For summer flowers, there is nothing better than the Dahlia family. Now that June is ending and July is beginning, it is not too late to include Dahlias in your garden, both in the ground and in pots. Roger’s receives weekly shipments of fully grown Dahlias in bud and bloom for an instant splash of color and a constant source of cut flowers.
I first fell in love with Dahlias in the early 70s. While traveling in Europe, I stumbled upon , on the shores of the Danube, a 20 foot wooden sky blue skiff that some creative gardener had filled with Dahlias. The huge flowers in a riot of colors against the blue of the skiff and the dark river water branded a picture in my memory that I will never forget.
Dahlias produce more flowers, in more sizes, shapes and colors, per dollar spent than any other plant I know. Additionally, the tubers can be removed in the fall and stored until next March at which time they can be divided and replanted. Yes, the tubers multiply prolifically so you can have more plants for yourself or to share with friends.
As they grow, Dahlias may need some staking for support. Bamboo stakes are inexpensive and reliable. Dahlias will benefit from regular feeding to keep them blooming. I recommend Rogers Flower Food, an easy to apply water soluble especially designed for blooming plants. Like most flowering plants, the more you cut, the more they bloom.
Here are some of my favorites:
I don’t dig up my dahlia’s unless I am dividing them to share. I have left the same dahlia’s in the same spot for up to 8 years here in Newport Beach – Thomas Edison, Duet, Bitsy, China Doll. Don’t make more work than you have to!

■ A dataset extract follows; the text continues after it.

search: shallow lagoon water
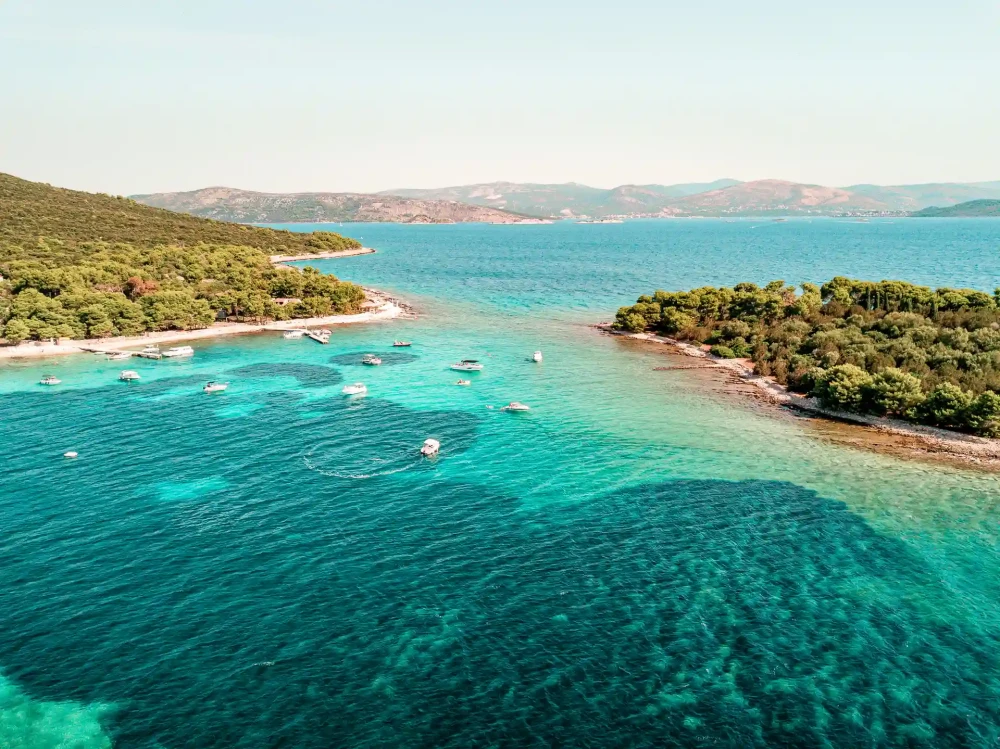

First of all, thank you for reading my blog and for taking the time to respond.
My guess is that you are blessed with nice, sandy soil that drains well. In this case, assuming that you have no need t plant in your dahlia zone, you are correct…..your dahlia tubers will survive from year to year in the ground.
In other situations, my house, for instance, where the soil is the very definition of adobe……as in build houses…..
the tubers would rot in the dense, damp soil.
In point of fact, dahlia nut that I am, I grow my dahlias in big pots, 27 of them this summer, and then remove the tubers to make room for other plantings in the same pots.
If I were to not replant the pots seasonally, I could simply turn the pots on their sides or cover them and allow the tubers to sleep all winter……..I follow this procedure with my pots of tuberous begonias.
Early next spring when we have tubers for sale at Rogers, i urge you to add Cafe au Lait to your collection.